-OpEd-
BEIJING — Chen Yong Zhou, a reporter working for Guangzhou city’s New Express newspaper in the southern city of Guangzhou, was detained recently by police who had arrived all the way from Hunan, 425 miles away. Chen was accused of damaging the reputation and commercial interests of Zoomliom, a Hunan construction machinery and sanitation equipment firm about which Chen had reported.
But it was three days later that things became even more dramatic. As the New Express and other media outlets were busy showing solidarity with Chen — convinced he was being persecuted just for doing his job — the reporter confessed on state CCTV television that he had been bribed to report false information. Not only was this a slap in the face for all those who rallied to support him, but Chen and New Express suddenly went from being victims to widely loathed figures across China.
In fact, outraged Chinese have used a particularly insulting term for Chen — “ji-ze,” or prostitute. Though it is vulgar, the name-calling actually nails the crux of the problem: In China, freedom of the press suffers from the ills of both money and power.
Journalists like Chen all too often accept “dirty money.” Five years ago, for example — ironically on China Reporter’s Day — many journalists acted particularly disgracefully when they took “hush money” to cover up a mine explosion in Shanxi province. Both actual journalists and others simply posing as reporters rushed to the site, not to report the disaster but to receive the “mouth-sealing fee” the mining company was handing out to conceal the disaster.
Holding out rice bowls
Reporters in China suffer a critical, and dangerous, quandary somewhat unique to their place in the world. Should they go against their conscience and accept bribes, or should they risk their lives to investigate and expose the truth?
Alas, reporters in China are even more notorious than those unconscionable mining company bosses, who characterize crooked journalists as “a bunch of beggars holding out a rice bowl called news.”

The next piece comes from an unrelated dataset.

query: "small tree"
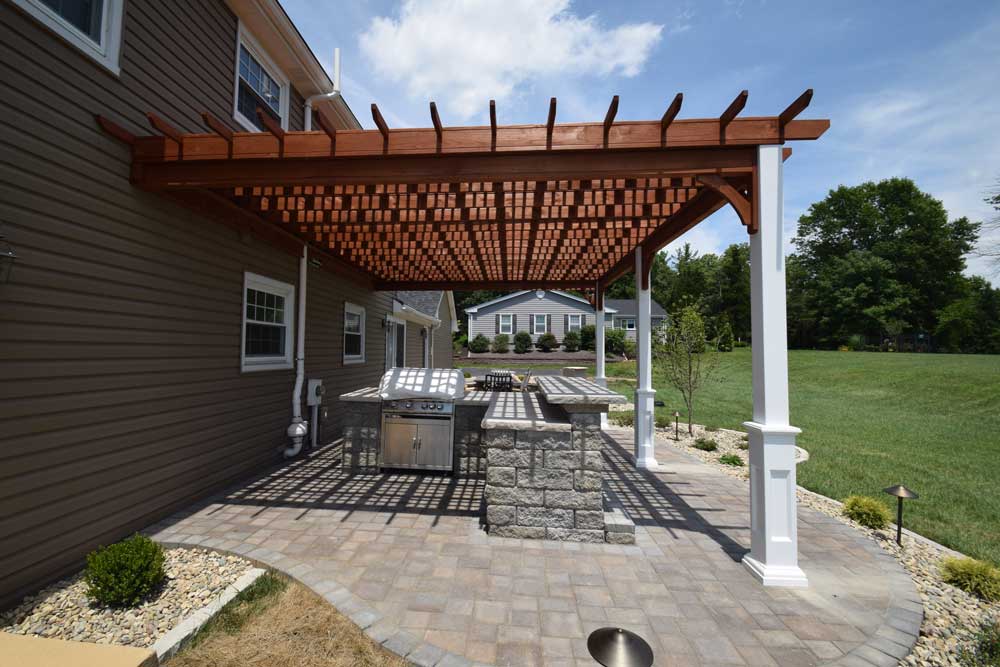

In 2002, 11 journalists accepted bribes to cover up a gold mine disaster in Shanxi, where local authority staff and the owner of the unauthorized mine wanted to avoid scrutiny. Instead of going to the mine to cover the incident, these journalists showed up at the offices of the local party committee and county government because they viewed these places as the real gold mine.
But even if there are some bad apples among Chinese journalists, they are perhaps no less wicked than those they work for. In 2007, for example, a reporter named Lan Chengzhang tried blackmailing an illegal mine. He then was beaten to death by the mine owner’s thugs. After the incident, the newspaper Lan worked for denied that he was actually a reporter for the paper. The employers for the 11 reporters involved in covering up the major mine disaster in 2002 did the same.
Strictly speaking, these reporters do not conform to the definition of journalists because in China they are often entrusted with multiple duties — such as being ads salesmen, dealing with publicity and receiving orders — in addition to their editorial tasks. The nature of these multiple functions creates obvious conflicts of interest. And it’s the newspapers that arrange their jobs this way.
The truth is that compared to the mouth-sealing fee-takers, the major press is much more unscrupulous that the individual journalists on their payrolls. For instance, a few years ago state media CCTV disclosed the controversial abuse of Baidu, China’s major Internet services company whose pay-per-click advertising system led to fraud. Baidu search results helped send junk information designed to mislead the public. When this was exposed, many people predicted that Baidu would have to pay a fortune to silence CCTV from further reporting.
Sure enough, as Baidu’s Chief Financial Officer Li Xin later confirmed, Baidu’s “marketing expenses” soared by more than 40 million RMB ($6.5 million) in the quarter following the scandal. The vast majority of these marketing-related expenses were given to CCTV.
Dignity and disgrace
Corrupting the press is of course shocking. But it’s even worse to silence journalistic endeavors by intimidation. It’s because legitimate reporters of the mainstream press are always afraid of “treading the red line” or “stepping onto a landmine” that crooked reporters are given the opportunity to do bad deeds. China has, unfortunately, too many journalists who either have no backbone or zero dignity.
At the end of the day the biggest disgrace is that a large segment of the press in China has lost any sense of shame. This is a disgrace not only for the press but also for the whole of society. In today’s commercialized society, there is nothing that can’t be bought. Officials can be bribed, as can journalists and their employers.
In the novel I’m Liu Yuejin, written by Liu Zhenyun, a policeman named Old Xie often arrests the bad guys he doesn’t know while letting go the ones he does. Though he has a conscience, he comforts himself with the knowledge that “all crows are black” — in other words, evildoers and evil deeds are everywhere anyway. Too many of China’s journalists embrace the same philosophy. .
• Hu Yong is an associate professor of the School of Journalism and Communication at Peking University.